Say it ain’t so, Big Papi! Ortiz to retire
By NBP Staff | November 17, 2015, 20:37 EST
BOSTON – Red Sox slugger David Ortiz, whose clutch hitting led to the team’s first World Series championship in 86 years and then two more, plans to make next season his farewell tour, FoxSports.com reported Tuesday.
The designated hitter for the Red Sox, who turns 40 years of age Wednesday, will announce his career plans on his birthday, according to USA Today. While the team hasn’t made any official comment, it has an MLB.com story reporting on Ortiz’s pending retirement posted on its website.
Ortiz, whose contract calls for $16 million for the 2016 season, hit 37 home runs and had 108 runs batted in, his best performance in those categories since 2007, according to a story on Major League Baseball’s website, MLB.com. He has hit 503 homers in his 19-year career.
Originally from the Dominican Republic, Ortiz famously declared his allegiance to the team’s hometown before a game in Fenway Park several days after the 2013 Boston Marathon bombings and the citywide lockdown that followed. His remarks provided an inspiration to many in the region. The Sox won the World Series again that year, coming back from a last-place finish in 2012. Ortiz was named the most valuable player in the series, hitting .688 with two home runs.

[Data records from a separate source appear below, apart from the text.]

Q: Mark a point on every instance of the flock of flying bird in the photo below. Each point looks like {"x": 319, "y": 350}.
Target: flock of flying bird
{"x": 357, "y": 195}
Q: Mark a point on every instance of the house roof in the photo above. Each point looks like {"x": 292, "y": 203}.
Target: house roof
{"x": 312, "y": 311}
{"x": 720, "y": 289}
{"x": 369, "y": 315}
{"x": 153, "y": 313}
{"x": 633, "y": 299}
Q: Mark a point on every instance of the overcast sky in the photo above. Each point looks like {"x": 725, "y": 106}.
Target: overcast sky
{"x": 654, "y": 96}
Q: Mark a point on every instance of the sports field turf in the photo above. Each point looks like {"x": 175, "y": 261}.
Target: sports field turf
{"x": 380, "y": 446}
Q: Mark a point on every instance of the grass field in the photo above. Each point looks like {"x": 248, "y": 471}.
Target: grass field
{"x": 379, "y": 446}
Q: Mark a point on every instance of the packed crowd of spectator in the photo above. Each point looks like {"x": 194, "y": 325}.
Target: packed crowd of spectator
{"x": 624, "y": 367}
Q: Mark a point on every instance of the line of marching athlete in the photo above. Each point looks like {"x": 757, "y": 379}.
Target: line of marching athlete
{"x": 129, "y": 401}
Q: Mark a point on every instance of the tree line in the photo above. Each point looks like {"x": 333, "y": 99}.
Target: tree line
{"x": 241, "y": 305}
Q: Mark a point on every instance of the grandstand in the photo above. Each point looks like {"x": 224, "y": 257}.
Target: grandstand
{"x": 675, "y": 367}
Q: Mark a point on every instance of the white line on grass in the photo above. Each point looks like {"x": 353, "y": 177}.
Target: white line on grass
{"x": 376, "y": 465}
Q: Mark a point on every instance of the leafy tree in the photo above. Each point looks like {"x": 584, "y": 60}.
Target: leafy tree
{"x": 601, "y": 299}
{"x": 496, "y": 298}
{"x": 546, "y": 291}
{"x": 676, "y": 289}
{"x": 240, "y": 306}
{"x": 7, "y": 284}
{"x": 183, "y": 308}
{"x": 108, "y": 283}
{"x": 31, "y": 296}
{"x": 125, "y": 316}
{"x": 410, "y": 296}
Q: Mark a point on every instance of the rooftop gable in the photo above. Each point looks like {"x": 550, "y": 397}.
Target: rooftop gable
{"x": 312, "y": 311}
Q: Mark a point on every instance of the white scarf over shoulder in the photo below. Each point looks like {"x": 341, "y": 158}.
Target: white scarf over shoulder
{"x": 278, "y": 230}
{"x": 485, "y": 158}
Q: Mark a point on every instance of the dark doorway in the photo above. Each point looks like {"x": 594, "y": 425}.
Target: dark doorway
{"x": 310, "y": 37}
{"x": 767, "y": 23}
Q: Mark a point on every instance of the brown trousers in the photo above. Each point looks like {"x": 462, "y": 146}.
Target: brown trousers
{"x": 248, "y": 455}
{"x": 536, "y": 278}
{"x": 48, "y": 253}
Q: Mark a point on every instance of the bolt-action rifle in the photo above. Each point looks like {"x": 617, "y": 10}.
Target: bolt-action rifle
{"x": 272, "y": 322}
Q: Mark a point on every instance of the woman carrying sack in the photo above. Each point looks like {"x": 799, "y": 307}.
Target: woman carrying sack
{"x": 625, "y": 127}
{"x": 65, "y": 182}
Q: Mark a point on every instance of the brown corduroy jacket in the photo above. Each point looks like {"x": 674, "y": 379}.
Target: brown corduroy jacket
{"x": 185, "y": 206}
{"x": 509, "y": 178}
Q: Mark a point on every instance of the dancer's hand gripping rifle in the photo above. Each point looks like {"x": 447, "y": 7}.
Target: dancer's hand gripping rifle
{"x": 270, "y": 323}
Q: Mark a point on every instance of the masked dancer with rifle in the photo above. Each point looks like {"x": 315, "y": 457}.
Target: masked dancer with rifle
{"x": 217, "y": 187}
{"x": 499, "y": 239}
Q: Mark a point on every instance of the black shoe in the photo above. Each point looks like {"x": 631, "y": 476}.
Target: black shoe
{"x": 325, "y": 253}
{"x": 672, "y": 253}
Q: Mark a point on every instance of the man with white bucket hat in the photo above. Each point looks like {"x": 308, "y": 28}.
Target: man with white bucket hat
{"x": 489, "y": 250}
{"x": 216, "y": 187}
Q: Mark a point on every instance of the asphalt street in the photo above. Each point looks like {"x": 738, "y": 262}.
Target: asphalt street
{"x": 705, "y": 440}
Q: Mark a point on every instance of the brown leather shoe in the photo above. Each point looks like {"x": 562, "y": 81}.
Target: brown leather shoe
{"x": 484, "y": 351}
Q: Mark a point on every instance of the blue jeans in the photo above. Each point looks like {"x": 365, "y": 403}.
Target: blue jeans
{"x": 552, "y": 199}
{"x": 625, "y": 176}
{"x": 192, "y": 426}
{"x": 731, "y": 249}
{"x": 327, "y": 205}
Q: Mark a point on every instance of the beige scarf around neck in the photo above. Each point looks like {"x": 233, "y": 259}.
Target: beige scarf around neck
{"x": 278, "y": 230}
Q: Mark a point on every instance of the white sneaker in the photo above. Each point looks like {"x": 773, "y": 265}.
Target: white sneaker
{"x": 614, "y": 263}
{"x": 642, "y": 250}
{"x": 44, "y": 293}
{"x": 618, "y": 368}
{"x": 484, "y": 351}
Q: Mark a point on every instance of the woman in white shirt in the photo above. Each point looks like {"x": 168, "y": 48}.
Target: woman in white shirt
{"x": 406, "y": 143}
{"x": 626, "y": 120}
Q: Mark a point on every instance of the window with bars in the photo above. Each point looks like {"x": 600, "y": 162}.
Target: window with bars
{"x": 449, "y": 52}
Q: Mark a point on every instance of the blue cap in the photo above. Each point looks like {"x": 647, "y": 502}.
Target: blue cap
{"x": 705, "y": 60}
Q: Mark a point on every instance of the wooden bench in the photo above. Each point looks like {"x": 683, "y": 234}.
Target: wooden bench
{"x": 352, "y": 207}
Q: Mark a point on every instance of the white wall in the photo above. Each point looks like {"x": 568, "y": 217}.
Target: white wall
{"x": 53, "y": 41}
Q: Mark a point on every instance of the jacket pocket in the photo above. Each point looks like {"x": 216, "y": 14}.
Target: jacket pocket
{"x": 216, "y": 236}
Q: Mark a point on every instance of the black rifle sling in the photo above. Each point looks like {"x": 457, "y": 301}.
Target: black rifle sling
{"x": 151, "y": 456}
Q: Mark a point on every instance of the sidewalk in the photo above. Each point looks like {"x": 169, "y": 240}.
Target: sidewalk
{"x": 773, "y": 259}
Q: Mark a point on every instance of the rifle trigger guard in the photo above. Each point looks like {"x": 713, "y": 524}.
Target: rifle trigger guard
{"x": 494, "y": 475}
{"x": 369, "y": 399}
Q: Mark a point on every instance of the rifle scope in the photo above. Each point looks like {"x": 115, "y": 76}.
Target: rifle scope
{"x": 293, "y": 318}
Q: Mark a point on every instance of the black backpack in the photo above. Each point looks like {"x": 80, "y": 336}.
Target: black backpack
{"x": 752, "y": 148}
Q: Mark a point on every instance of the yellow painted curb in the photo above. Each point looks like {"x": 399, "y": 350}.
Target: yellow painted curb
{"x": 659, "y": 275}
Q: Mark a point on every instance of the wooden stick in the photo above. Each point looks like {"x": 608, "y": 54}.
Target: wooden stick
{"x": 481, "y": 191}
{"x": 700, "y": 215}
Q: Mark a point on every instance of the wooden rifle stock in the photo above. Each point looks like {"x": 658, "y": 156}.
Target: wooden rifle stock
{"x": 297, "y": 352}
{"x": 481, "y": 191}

But arguably his most memorable moments on the diamond came during the American League Championship Series in 2004, when his walk-off home run in game four against the much-reviled New York Yankees kept the Sox alive after being down three games to none. He hit a walk-off single in the next tilt and belted a two-run home run to propel the team to victory in game seven.
The Red Sox became the first and only Major League Baseball team to come back from a 3-0 deficit to win a championship series, according to MLB.com. The Sox anticlimactically swept the St. Louis Cardinals in the 2004 World Series.
Team owner John Henry had a plaque made for the slugger the next year. It declared simply: “The Greatest Clutch Hitter in the History of the Boston Red Sox, David Ortiz, No. 34.”